De Maserati GranTurismo heeft een broertje gekregen: de S. Misschien hadden ze hem beter `Damien’ kunnen noemen.
 
Geloof het of niet, maar er waren werkelijk mensen die het voor elkaar kregen iets te mekkeren te hebben over de Maserati GranTurismo. Nee, dat ging nooit over het uiterlijk, want het wereldrecord Minst Geslaagde Zoektochten is nog altijd de poging mensen te vinden die de grote GT niet mooi vonden – die bleken er simpelweg niet te zijn. De ‘klachten’ betroffen vooral de verwachtingen die dat uiterlijk en de techniek opriepen. Zó veel elegantie én snelheid in een carrosserie waaronder Ferrari-techniek schuilgaat; dat belooft wat.
 
Het is misschien nog moeilijker te geloven, maar die mensen hadden nog gelijk ook. De GranTurismo heeft wat gemeen met de Alfa Brera: te zwaar en te groot om werkelijk sportief te zijn. Hij is wel snel, maar voelt of klinkt nooit zo, en dat stelt toch lichtelijk teleur. Maar Maserati, de beroerdste niet, heeft goed geluisterd en komt nu met een antwoord: de GranTurismo S.
 
Hij ziet er dankzij z’n zwarte grille, bescheiden zijskirts en in het kofferbakdeksel geïntegreerde achterspoiler al een stuk sportiever uit, zonder dat de mooie glooiende lijnen geweld aan wordt gedaan. Ook nieuw: dikke grijze 20-inch velgen in Drietand-design, met daarachter nieuwe Brembo-remmen. Nog beter nieuws is de nieuwe versnellingsbak met dubbele koppeling, waardoor schakelen slechts 100 milliseconden in beslag neemt. Dat gebeurt alleen zo snel als Maserati dat echt nodig acht: de motor moet minstens 5.500 tpm draaien en het gaspedaal moet minimaal 80 procent ingedrukt zijn. Ofwel: alleen als je er vol voor gaat.
 
Ook de motor is nieuw: het is de 4,7-liter V8 uit de Quattroporte S, die goed is voor 440 pk en 490 Nm, wat zich weer vertaalt in een acceleratie van 0 naar 100 in 4,9 seconden en een top van 295 km/u. De ophanging is ook aangepast, met onder meer dempers die 10 procent stijver zijn.
 
Geen halve maatregelen. En toch zijn ze niet dé sensatie van de GranTurismo S. Dat is namelijk een knopje. Een knopje waar ‘Sport’ op staat. Er had ook ‘Armageddon’ kunnen staan, want druk er op en de hel barst los. Hij bedient, naast wat elektronica voor de bak, twee kleppen in de uitlaat.
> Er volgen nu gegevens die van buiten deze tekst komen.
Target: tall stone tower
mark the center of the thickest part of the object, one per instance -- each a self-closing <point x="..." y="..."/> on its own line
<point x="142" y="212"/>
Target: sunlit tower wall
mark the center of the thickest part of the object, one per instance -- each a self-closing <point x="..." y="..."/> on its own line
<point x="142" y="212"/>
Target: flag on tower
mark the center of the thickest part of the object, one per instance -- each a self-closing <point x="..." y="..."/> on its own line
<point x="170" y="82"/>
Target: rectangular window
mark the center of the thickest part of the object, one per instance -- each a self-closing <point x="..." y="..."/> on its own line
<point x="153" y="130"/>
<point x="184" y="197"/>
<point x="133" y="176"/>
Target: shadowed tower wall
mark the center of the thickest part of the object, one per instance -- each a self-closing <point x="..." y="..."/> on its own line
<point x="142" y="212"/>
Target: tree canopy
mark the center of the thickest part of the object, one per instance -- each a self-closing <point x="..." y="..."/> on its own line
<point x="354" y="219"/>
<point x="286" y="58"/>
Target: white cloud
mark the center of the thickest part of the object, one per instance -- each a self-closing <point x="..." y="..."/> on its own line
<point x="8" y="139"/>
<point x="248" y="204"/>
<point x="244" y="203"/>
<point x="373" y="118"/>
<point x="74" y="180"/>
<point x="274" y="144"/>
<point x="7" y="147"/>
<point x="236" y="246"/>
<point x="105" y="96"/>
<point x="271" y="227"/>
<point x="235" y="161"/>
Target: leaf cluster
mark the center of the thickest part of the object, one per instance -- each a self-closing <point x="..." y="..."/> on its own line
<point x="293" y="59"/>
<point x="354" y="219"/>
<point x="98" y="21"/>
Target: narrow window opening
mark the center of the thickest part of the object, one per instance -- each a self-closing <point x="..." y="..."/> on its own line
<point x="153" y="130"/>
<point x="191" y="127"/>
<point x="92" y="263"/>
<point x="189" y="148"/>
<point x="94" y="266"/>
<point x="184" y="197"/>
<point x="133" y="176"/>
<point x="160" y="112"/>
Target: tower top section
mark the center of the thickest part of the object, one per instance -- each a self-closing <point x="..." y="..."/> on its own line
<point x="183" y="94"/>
Normaal wordt het motorgeluid aan alle kanten gedempt, maar in de Sport-stand lijkt hij rechtstreeks te zijn aangesloten op een onzichtbare muur van speakers van zesziljard watt. Een kabáál! En van zo’n hemelse schoonheid – het brult, giert, sist, gromt, krijst, huilt en buldert.
 
Opeens weet je alles van de immense racehistorie van het merk, snap je de werkelijke impact van power, begrijp je de zin van het leven. Dat simpele knopje verandert de vriendelijke GT in een meedogenloos monster, dat de wereld om hem heen verplettert en de bestuurder een intraveneuze cocktail van adrenaline en Prozac toedient. Het is onmogelijk níet meegesleept en ontroerd te raken door zo veel passie. En dat door één knop. Bravo. Bravissimo.